X_train, X_test, y_train, y_test = train_test_split(X,y,test_size=0.3,random_state=287)

model.fit(X_train, y_train)

y_pred = model.predict(X_test)

cm = confusion_matrix(y_test,y_pred)

print(classification_report(y_test,y_pred))

precision    recall  f1-score   support

           0       1.00      1.00      1.00     85297
           1       0.93      0.75      0.83       146

    accuracy                           1.00     85443
   macro avg       0.97      0.88      0.92     85443
weighted avg       1.00      1.00      1.00     85443

Next, we extract shap values for all the fraudulent transactions in the dataset. We will apply an unsupervised clustering algorithm on shap values to generalize different underlying reasons for fraud. Please note that the process to determine the SHAP values will be time-consuming.

import shap

explainer = shap.TreeExplainer(model)

shap_values = explainer(X)

We use dimensionality reduction techniques like T-SNE to visualize higher dimensional data. We pass on the results to clustering algorithms like k-means to identify fraud patterns in our dataset. The silhouette score and elbow technique are used to identify the optimal value of k. 

X = fraud_shap_values

from sklearn.cluster import KMeans
from sklearn.manifold import TSNE

tsne = TSNE(n_components=2, random_state=42)
X_tsne = tsne.fit_transform(X)
tsne.kl_divergence_

common_params = {
    "n_init": "auto",
    "random_state": 42,
}

from sklearn.metrics import silhouette_score

sil = []
kmax = 10

# dissimilarity would not be defined for a single cluster, thus, minimum number of clusters should be 2
for k in range(2, kmax+1):
  kmeans = KMeans(n_clusters = k, **common_params).fit(X_tsne)
  labels = kmeans.labels_
  sil.append(silhouette_score(X_tsne, labels, metric = 'euclidean'))
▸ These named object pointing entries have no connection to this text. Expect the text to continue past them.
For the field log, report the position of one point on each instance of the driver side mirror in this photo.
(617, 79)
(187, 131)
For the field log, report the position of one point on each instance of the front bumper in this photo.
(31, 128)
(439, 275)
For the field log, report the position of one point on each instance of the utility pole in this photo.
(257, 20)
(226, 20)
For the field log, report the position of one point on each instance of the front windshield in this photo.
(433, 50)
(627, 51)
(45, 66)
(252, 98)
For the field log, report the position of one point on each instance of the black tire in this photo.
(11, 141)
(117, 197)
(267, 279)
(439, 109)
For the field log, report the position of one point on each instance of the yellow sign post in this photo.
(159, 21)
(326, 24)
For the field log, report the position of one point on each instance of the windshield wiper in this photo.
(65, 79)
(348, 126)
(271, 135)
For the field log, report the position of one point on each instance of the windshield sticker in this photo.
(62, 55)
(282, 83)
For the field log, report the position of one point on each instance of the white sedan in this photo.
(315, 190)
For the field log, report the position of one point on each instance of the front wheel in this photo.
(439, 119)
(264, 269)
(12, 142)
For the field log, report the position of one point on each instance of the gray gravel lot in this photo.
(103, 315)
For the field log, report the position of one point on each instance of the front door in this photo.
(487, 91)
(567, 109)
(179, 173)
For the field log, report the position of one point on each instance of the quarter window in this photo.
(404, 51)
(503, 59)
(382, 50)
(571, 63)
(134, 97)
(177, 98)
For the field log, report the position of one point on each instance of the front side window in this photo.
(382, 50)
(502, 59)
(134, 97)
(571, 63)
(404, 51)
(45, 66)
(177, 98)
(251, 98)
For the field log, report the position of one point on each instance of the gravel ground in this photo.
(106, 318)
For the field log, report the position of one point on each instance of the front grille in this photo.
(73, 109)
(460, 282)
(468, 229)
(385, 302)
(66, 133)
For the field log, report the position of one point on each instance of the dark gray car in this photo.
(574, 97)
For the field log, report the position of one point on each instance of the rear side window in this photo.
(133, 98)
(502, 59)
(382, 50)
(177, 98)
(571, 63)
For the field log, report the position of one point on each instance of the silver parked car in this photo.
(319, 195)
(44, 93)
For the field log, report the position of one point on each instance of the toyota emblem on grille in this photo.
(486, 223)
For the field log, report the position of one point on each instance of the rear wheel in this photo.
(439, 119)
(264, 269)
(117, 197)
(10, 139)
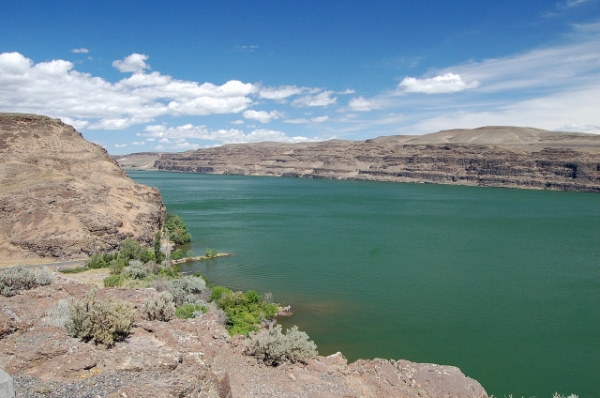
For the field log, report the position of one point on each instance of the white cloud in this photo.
(322, 99)
(248, 49)
(135, 63)
(297, 121)
(224, 136)
(580, 128)
(360, 104)
(447, 83)
(280, 93)
(54, 88)
(262, 116)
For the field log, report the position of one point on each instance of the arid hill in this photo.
(489, 156)
(62, 197)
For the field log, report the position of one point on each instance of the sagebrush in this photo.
(101, 321)
(160, 307)
(273, 347)
(18, 278)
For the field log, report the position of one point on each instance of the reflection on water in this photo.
(504, 284)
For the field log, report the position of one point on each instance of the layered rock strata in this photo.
(488, 156)
(62, 197)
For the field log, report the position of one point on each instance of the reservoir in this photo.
(502, 283)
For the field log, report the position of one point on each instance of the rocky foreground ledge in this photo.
(187, 358)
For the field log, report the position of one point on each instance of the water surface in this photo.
(503, 283)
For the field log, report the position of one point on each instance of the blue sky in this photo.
(175, 75)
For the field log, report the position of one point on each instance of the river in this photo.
(503, 283)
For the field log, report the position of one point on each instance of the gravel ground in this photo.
(94, 387)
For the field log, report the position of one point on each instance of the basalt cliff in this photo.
(512, 157)
(62, 197)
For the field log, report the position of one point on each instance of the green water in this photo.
(504, 284)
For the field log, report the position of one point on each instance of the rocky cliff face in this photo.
(187, 358)
(62, 197)
(489, 156)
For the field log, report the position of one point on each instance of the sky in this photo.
(154, 75)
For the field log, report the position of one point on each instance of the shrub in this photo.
(74, 270)
(103, 321)
(114, 281)
(187, 311)
(177, 254)
(97, 261)
(15, 279)
(218, 292)
(160, 307)
(136, 270)
(59, 315)
(178, 231)
(117, 266)
(244, 311)
(44, 277)
(184, 289)
(273, 347)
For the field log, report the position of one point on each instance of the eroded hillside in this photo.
(62, 197)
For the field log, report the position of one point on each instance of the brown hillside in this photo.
(512, 157)
(62, 197)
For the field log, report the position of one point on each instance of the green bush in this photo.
(117, 266)
(210, 253)
(187, 311)
(161, 307)
(244, 311)
(15, 279)
(103, 322)
(59, 315)
(177, 254)
(97, 261)
(43, 277)
(273, 347)
(114, 281)
(184, 290)
(136, 270)
(178, 231)
(74, 270)
(218, 292)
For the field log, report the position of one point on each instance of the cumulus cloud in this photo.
(360, 104)
(322, 99)
(135, 63)
(224, 136)
(281, 93)
(261, 116)
(56, 89)
(447, 83)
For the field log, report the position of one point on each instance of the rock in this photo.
(7, 389)
(190, 358)
(489, 156)
(62, 197)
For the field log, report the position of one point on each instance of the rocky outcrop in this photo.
(188, 358)
(62, 197)
(489, 156)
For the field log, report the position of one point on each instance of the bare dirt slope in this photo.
(513, 157)
(62, 197)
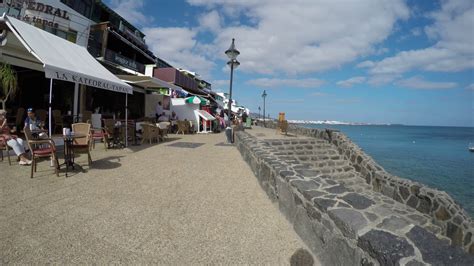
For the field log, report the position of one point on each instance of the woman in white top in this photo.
(17, 144)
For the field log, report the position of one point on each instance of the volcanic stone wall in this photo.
(342, 219)
(452, 219)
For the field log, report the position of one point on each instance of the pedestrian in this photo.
(16, 143)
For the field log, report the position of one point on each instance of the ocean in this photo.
(435, 156)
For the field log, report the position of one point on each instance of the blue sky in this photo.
(374, 61)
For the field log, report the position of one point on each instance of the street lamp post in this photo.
(232, 53)
(264, 95)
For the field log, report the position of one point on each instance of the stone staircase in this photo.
(340, 216)
(342, 185)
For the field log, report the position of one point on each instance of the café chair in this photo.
(42, 115)
(82, 144)
(164, 129)
(86, 116)
(19, 118)
(6, 148)
(183, 127)
(58, 120)
(150, 132)
(41, 148)
(99, 134)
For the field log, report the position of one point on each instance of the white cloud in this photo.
(290, 83)
(210, 21)
(220, 83)
(470, 87)
(421, 84)
(319, 94)
(178, 47)
(453, 51)
(131, 11)
(350, 82)
(303, 36)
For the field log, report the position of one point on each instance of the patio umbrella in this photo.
(196, 100)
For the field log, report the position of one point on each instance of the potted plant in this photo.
(8, 83)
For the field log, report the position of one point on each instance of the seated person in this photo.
(174, 116)
(14, 142)
(163, 118)
(34, 123)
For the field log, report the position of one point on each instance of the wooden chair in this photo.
(164, 129)
(131, 134)
(150, 132)
(41, 148)
(42, 115)
(99, 134)
(283, 127)
(82, 145)
(109, 125)
(86, 115)
(58, 120)
(183, 127)
(6, 148)
(19, 118)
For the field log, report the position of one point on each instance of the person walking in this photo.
(158, 110)
(17, 144)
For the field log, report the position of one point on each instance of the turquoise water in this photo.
(435, 156)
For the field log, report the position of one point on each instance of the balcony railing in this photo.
(124, 61)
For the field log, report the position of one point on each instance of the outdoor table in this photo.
(118, 136)
(36, 132)
(68, 149)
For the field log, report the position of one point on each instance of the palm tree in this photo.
(8, 83)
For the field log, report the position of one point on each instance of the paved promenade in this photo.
(194, 203)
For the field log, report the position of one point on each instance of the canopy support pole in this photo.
(76, 102)
(126, 120)
(50, 100)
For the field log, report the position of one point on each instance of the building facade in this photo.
(53, 16)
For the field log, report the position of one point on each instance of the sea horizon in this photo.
(438, 157)
(374, 124)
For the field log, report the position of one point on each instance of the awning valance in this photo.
(64, 60)
(148, 82)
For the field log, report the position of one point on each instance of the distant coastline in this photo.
(342, 123)
(335, 122)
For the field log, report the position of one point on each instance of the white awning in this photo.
(64, 60)
(204, 115)
(149, 82)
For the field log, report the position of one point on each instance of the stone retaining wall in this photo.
(341, 219)
(455, 223)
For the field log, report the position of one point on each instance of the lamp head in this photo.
(232, 53)
(234, 63)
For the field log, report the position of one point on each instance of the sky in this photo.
(372, 61)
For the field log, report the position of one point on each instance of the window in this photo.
(84, 7)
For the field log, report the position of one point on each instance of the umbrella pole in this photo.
(126, 120)
(50, 100)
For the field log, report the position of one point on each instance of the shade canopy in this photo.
(64, 60)
(196, 100)
(148, 82)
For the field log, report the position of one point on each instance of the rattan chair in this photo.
(42, 115)
(41, 148)
(4, 147)
(183, 127)
(150, 132)
(86, 115)
(82, 145)
(58, 120)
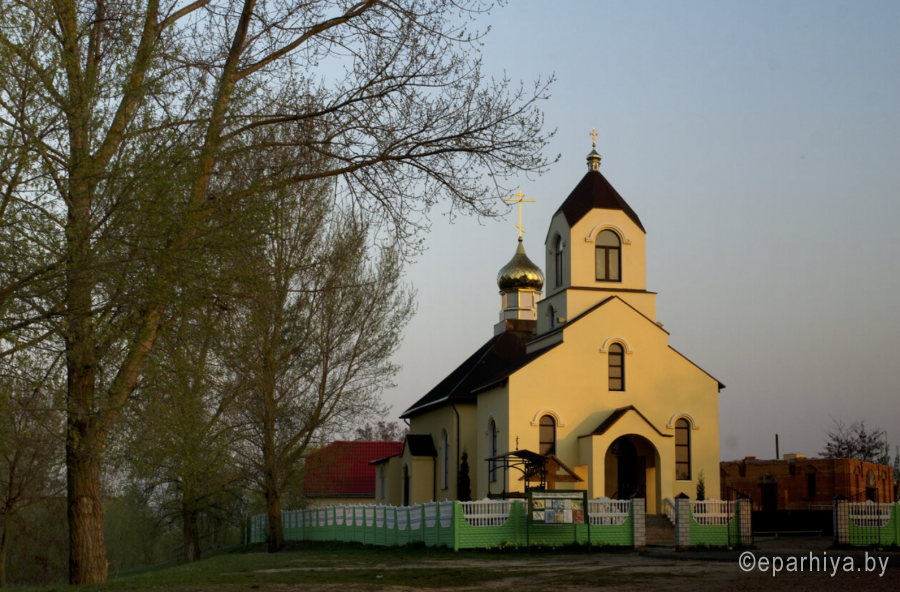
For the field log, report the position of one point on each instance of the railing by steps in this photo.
(608, 512)
(869, 514)
(670, 510)
(486, 512)
(712, 512)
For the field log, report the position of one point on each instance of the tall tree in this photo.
(311, 342)
(181, 442)
(124, 119)
(29, 440)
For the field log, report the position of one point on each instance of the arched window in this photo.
(492, 448)
(445, 460)
(608, 256)
(548, 435)
(682, 450)
(405, 500)
(616, 367)
(557, 259)
(810, 481)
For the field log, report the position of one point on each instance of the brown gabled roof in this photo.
(617, 415)
(721, 386)
(499, 357)
(594, 191)
(419, 445)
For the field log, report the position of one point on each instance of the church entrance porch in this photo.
(630, 470)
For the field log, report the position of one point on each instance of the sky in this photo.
(759, 142)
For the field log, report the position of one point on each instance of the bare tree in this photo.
(180, 440)
(381, 431)
(312, 341)
(857, 442)
(123, 120)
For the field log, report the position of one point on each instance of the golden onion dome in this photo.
(520, 273)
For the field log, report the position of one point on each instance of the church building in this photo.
(579, 377)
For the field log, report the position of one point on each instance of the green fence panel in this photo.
(873, 524)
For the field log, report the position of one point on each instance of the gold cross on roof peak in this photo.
(521, 199)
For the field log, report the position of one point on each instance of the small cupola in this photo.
(520, 273)
(594, 157)
(520, 282)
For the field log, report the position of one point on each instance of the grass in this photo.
(315, 564)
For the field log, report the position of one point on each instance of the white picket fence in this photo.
(869, 513)
(712, 512)
(415, 517)
(430, 514)
(669, 505)
(608, 512)
(486, 512)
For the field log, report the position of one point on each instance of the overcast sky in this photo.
(759, 142)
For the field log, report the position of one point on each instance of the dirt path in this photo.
(654, 571)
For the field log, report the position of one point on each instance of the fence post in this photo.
(682, 523)
(841, 520)
(638, 515)
(454, 524)
(743, 509)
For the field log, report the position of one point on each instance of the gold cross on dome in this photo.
(520, 195)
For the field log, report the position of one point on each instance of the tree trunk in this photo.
(4, 539)
(87, 549)
(273, 509)
(191, 536)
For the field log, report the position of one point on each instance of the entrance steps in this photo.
(659, 530)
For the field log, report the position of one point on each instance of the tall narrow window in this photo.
(608, 256)
(682, 450)
(492, 447)
(557, 259)
(548, 435)
(616, 367)
(445, 460)
(810, 482)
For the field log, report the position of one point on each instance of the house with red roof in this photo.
(340, 473)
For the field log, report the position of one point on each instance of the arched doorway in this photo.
(631, 470)
(871, 487)
(768, 492)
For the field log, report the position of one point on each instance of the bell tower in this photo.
(595, 249)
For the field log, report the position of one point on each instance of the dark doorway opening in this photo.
(768, 493)
(405, 485)
(631, 469)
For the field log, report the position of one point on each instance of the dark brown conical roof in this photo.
(594, 191)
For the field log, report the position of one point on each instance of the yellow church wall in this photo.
(573, 302)
(392, 494)
(469, 442)
(634, 255)
(421, 477)
(492, 405)
(434, 423)
(579, 267)
(571, 383)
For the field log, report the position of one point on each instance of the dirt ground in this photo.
(657, 569)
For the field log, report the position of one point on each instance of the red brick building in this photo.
(340, 473)
(799, 483)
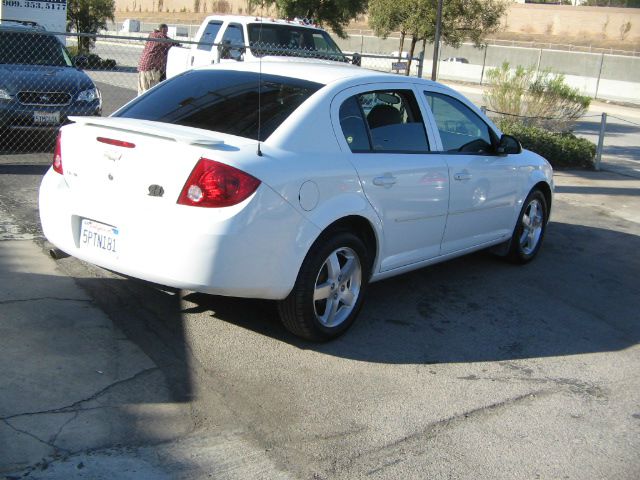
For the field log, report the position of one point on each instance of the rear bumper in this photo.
(250, 250)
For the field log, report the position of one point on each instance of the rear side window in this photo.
(461, 130)
(384, 121)
(209, 35)
(223, 101)
(290, 40)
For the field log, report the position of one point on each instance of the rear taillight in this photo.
(212, 184)
(57, 155)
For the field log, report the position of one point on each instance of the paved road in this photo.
(469, 369)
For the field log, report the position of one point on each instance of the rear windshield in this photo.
(291, 40)
(223, 101)
(18, 48)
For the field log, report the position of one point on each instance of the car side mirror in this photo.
(81, 62)
(508, 145)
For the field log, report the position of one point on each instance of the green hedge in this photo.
(562, 150)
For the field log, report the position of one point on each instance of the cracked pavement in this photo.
(468, 369)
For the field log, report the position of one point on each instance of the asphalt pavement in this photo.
(468, 369)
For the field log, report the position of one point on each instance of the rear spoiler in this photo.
(176, 133)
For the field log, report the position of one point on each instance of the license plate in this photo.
(100, 237)
(46, 118)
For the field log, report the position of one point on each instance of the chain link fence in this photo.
(43, 83)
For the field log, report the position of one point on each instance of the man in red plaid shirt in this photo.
(152, 67)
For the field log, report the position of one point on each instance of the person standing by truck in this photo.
(152, 67)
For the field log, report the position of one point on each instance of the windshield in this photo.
(223, 101)
(32, 49)
(291, 40)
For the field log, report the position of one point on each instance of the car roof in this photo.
(246, 19)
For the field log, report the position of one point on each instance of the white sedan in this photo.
(298, 181)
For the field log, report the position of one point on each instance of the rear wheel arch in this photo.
(359, 226)
(332, 281)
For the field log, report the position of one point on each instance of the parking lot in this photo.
(474, 368)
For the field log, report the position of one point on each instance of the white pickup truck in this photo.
(229, 38)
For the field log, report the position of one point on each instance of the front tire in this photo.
(530, 229)
(329, 290)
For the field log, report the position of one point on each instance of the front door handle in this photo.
(461, 176)
(386, 181)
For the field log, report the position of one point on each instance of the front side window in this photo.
(461, 129)
(209, 35)
(223, 101)
(390, 119)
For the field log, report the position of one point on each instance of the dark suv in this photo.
(39, 84)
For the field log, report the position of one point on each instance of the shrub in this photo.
(562, 150)
(542, 97)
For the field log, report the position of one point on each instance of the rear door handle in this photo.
(386, 181)
(461, 176)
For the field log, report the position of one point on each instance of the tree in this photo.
(461, 20)
(336, 14)
(88, 16)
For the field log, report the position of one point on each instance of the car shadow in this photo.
(579, 296)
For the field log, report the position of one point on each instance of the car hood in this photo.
(15, 78)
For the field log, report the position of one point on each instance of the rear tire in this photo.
(530, 228)
(330, 288)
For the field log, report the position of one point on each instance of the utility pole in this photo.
(436, 42)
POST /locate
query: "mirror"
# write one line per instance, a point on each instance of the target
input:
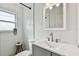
(55, 16)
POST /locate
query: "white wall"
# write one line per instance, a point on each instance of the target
(28, 24)
(69, 35)
(8, 39)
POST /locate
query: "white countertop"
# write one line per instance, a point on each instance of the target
(60, 48)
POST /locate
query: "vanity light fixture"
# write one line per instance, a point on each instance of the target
(47, 4)
(57, 5)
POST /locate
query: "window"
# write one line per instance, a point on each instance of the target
(7, 21)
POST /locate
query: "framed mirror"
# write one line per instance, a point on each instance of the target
(54, 16)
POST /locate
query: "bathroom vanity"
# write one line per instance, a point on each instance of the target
(46, 48)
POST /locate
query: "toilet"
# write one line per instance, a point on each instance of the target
(26, 52)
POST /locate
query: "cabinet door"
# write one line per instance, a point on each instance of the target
(37, 51)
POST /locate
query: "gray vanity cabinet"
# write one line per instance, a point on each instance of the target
(38, 51)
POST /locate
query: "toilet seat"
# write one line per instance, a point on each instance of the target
(25, 53)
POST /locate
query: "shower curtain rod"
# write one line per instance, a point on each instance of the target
(25, 6)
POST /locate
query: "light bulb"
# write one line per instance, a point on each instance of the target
(57, 5)
(50, 8)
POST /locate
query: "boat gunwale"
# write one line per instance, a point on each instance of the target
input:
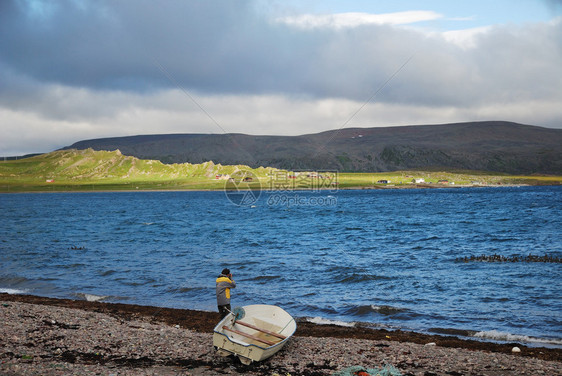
(243, 343)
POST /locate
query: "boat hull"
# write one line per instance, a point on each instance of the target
(262, 332)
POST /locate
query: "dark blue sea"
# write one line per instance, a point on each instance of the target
(384, 258)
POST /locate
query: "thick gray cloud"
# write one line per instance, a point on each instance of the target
(227, 47)
(91, 67)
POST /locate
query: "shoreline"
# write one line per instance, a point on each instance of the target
(204, 321)
(49, 336)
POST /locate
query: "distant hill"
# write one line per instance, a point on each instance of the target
(87, 164)
(491, 145)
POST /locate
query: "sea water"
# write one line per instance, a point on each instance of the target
(384, 258)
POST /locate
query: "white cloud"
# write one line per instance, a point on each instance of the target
(349, 20)
(28, 130)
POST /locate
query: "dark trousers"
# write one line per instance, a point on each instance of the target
(224, 310)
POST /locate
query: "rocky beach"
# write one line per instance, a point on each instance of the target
(46, 336)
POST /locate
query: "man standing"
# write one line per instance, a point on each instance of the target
(224, 284)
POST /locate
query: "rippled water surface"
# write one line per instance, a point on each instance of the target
(385, 257)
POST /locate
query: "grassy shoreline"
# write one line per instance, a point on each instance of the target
(99, 171)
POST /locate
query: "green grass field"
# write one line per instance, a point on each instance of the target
(88, 170)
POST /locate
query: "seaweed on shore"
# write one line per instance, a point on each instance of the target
(500, 258)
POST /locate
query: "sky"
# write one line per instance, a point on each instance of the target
(74, 69)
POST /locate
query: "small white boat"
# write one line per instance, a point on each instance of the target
(253, 332)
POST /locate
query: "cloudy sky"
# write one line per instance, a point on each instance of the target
(73, 70)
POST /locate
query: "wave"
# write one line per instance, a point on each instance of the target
(91, 297)
(357, 277)
(323, 321)
(364, 310)
(5, 290)
(264, 278)
(497, 335)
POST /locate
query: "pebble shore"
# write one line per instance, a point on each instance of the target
(38, 339)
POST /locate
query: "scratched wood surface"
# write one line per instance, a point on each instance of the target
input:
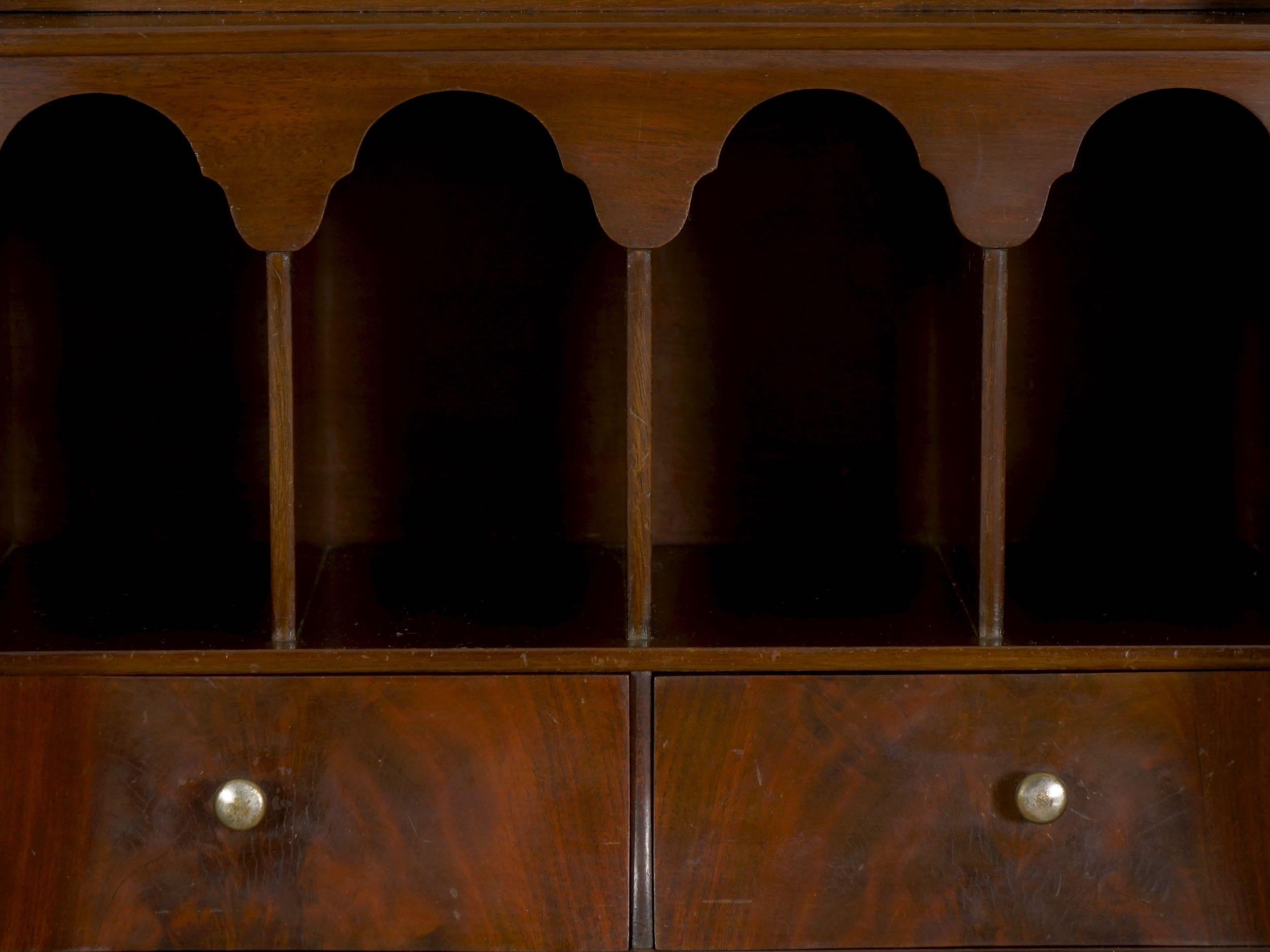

plt.plot(range(2, kmax+1),sil)
plt.xlabel("K")  
plt.ylabel("Silhouette Score")  
plt.title("Elbow method")
plt.show()

y_pred = KMeans(n_clusters=k, **common_params).fit_predict(X_tsne)
plt.scatter(X_tsne[:, 0], X_tsne[:, 1], c=y_pred)
plt.title("Optimal Number of Clusters")
plt.show()

 Finally, in the last step of our process, we need to identify the features that have maximum weights for the frauds in our dataset. We plot a bar graph with the top five heavyweights for each fraud category.

for i in range(k):
    cluster_data = explanation_df[explanation_df['Class'] == i]
    cluster_data = cluster_data.drop('Class',axis=1)
    cluster_data = cluster_data.drop('Amount',axis=1)
    shap.summary_plot(cluster_data.to_numpy(),cluster_data,plot_type='bar',feature_names=features, max_display=5)

The SHAP summary plot highlights various attributes contributing to different types of fraud in our dataset. 

Conclusion

Above, we have shown two types of fraud transactions in our dataset. If we observe closely, most of the top five factors contributing to the two types of fraud are different. Business users can easily interpret the graphs and understand the combination of features that are causing different types of fraud. 

The clustering of SHAP values helps us to identify various patterns of fraud in the system. Without reasoning capabilities, it would be difficult for end users to understand any new or evolving patterns of fraud or why a certain transaction is fraudulent.

Hope you guys liked the article and that it helped you learn something new!